You must log in to edit PetroWiki. Help with editing

Content of PetroWiki is intended for personal use only and to supplement, not replace, engineering judgment. SPE disclaims any and all liability for your use of such content. More information


Gels for conformance improvement

PetroWiki
(Redirected from Gels)
Jump to navigation Jump to search

Gels are a fluid-based system to which some solid-like structural properties have been imparted. In other words, gels are a fluid-based system within which the base fluid has acquired at least some 3D solid-like structural properties. These structural properties are often elastic in nature. This article discusses the use of gels in conformance improvement treatments.

Definitions

All of the conformance improvement gels discussed are aqueous-based materials. The term “gel” as used in this page (unless specifically noted otherwise) refers to classical, continuous, bulk, and “relatively strong” gel material and does not refer to discontinuous, dispersed, “relatively weak,” microgel particles in an aqueous solution. Gels discussed in this page, when formed in a beaker for example, constitute a single and continuous gel mass throughout its entire volume within the beaker. The term “gelant” refers to a gel fluid before any appreciable crosslinking of the gel’s chemical building blocks has occurred. The term gel refers to a gel fluid that has attained either partial or full chemical-crosslinking maturation. Types of gels used for conformance improvement discusses polymer gels, as well as inorganic gels and monomer gels. Resin treatment for conformance improvement briefly discusses a conformance-improvement plugging material (i.e., a resin) that involves an organic-fluid-based gel.

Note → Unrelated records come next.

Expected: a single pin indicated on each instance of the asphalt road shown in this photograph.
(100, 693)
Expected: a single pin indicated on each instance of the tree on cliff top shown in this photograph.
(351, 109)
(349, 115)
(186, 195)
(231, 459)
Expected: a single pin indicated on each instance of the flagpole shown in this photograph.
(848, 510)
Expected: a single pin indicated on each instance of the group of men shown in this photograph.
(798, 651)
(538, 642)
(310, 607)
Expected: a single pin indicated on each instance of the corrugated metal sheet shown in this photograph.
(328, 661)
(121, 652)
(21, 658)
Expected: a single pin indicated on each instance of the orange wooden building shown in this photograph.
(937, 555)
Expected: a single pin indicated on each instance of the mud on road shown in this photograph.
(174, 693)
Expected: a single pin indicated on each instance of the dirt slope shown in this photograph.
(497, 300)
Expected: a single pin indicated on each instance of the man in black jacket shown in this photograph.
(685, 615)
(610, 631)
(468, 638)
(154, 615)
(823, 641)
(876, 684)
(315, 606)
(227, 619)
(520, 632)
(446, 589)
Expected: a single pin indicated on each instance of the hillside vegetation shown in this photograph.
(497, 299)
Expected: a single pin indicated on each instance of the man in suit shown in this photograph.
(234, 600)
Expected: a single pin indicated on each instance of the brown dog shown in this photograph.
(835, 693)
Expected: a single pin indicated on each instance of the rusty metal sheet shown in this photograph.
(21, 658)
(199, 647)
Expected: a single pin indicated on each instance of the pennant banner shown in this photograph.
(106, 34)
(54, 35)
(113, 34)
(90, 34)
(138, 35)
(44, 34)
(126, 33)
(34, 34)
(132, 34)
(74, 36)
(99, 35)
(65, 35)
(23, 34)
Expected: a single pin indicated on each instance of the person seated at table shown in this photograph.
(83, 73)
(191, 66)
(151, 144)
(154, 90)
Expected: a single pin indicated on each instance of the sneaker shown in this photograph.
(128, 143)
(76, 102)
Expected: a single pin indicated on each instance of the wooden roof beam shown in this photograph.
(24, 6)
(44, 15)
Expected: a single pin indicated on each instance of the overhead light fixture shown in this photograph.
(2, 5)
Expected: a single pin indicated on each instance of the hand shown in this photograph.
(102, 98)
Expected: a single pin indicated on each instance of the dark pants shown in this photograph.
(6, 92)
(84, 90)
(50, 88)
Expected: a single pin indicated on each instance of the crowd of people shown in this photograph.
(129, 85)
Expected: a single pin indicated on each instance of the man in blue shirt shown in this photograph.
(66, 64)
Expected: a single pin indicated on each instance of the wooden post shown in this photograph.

An older definition of gel is “a jelly-like substance formed by the coagulation of a colloidal solution into a semisolid phase.” In modern oilfield and technical literature, the term gel includes the elastic and semisolid material that results from chemically crosslinking together water-soluble polymers in an aqueous solution. Crosslinked-polymer gels can possess rigidity up to, and exceeding that of, Buna rubber. They contain polymer concentrations in the 150 to 100,000 ppm range (but more commonly 2,000 to 50,000 ppm and most commonly 3,000 to 12,000 ppm). Gels are often formulated with relatively inexpensive commodity polymers.

Gels have found broad application as oilfield fluid-flow blocking agents because gels are often a cost-effective plugging and/or permeability-reducing agent for use in a number of different conformance improvement treatments. Conformance improvement gels are, for the most part, essentially nothing but water with the remainder of the gel constituents incorporated as low concentrations of relatively inexpensive polymers and chemical crosslinking agents. The water used to generate these gels can be anything from fresh water to specially prepared salt solutions like 2% KCl or even production water. The water chemistry can influence several of the gel properties so careful evaluation of the mix water is needed to understand the expected performance of the gel.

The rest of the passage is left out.